Named after different hues of black — Onyx (Mark Akintimehin), Pitch (Emmanuel Akwafo), Jet (Nnabiko Ejimofor), Sable (Darragh Hand), Obsidian (Aruna Jalloh), Midnight (Kaine Lawrence) — the characters take turns to step forward and confide. They talk about school and sex, family and fathers, microaggressions and major traumas. Onyx’s father died rather than seek treatment for his prostate cancer; Sable hides his own insecurities behind his pulling power. We hear of playground encounters with racism; pressures to act strong; the lurking shadows of depression and suicide. But it’s all handled with a deceptively light touch and great warmth and humanity.

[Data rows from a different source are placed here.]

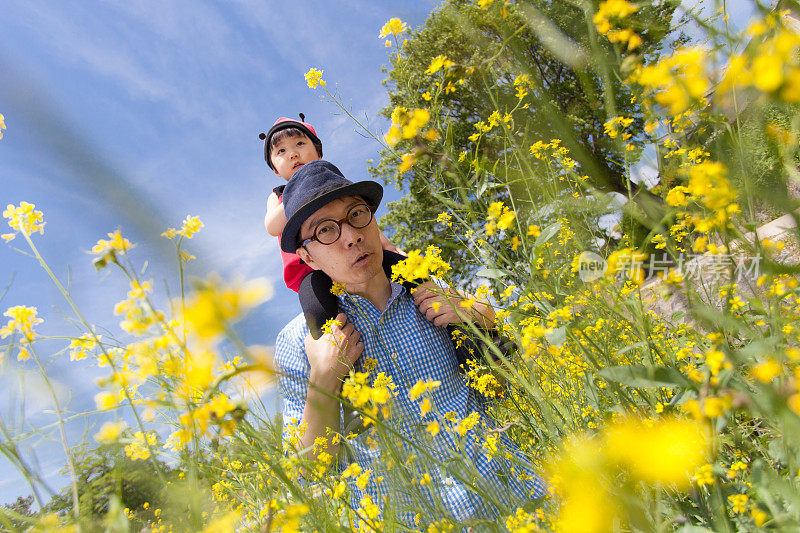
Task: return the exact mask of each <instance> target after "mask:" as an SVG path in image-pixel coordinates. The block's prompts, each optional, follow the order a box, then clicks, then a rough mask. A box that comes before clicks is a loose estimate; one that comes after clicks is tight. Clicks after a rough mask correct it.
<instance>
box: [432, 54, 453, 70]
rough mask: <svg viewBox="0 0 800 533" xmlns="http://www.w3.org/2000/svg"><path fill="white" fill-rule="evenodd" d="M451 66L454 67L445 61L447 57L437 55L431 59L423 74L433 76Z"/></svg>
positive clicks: (449, 62)
mask: <svg viewBox="0 0 800 533" xmlns="http://www.w3.org/2000/svg"><path fill="white" fill-rule="evenodd" d="M453 65H455V63H453V62H452V61H450V60H449V59H447V56H443V55H438V56H436V57H434V58H433V59H431V64H430V65H429V66H428V68H427V69H426V70H425V74H435V73H437V72H439V71H440V70H442V69H444V70H447V69H449V68H450V67H452V66H453Z"/></svg>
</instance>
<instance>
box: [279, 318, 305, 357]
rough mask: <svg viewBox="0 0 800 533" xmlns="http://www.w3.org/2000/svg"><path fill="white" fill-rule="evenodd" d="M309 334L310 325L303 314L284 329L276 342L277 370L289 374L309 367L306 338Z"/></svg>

When words run out, song and dance take over and they launch into scintillating choreography (by Theophilus O Bailey), firing up the audience. But what really makes this show is their vulnerability, the deft expression of that through movement and subtle body language, and the celebration of the power of mutual support. Whenever one man speaks, the others quietly react: tilting on their chairs, exchanging silent glances. It’s a tender, joyous show: one that doesn’t take itself too seriously and so makes its serious point powerfully. A very welcome arrival in the West End.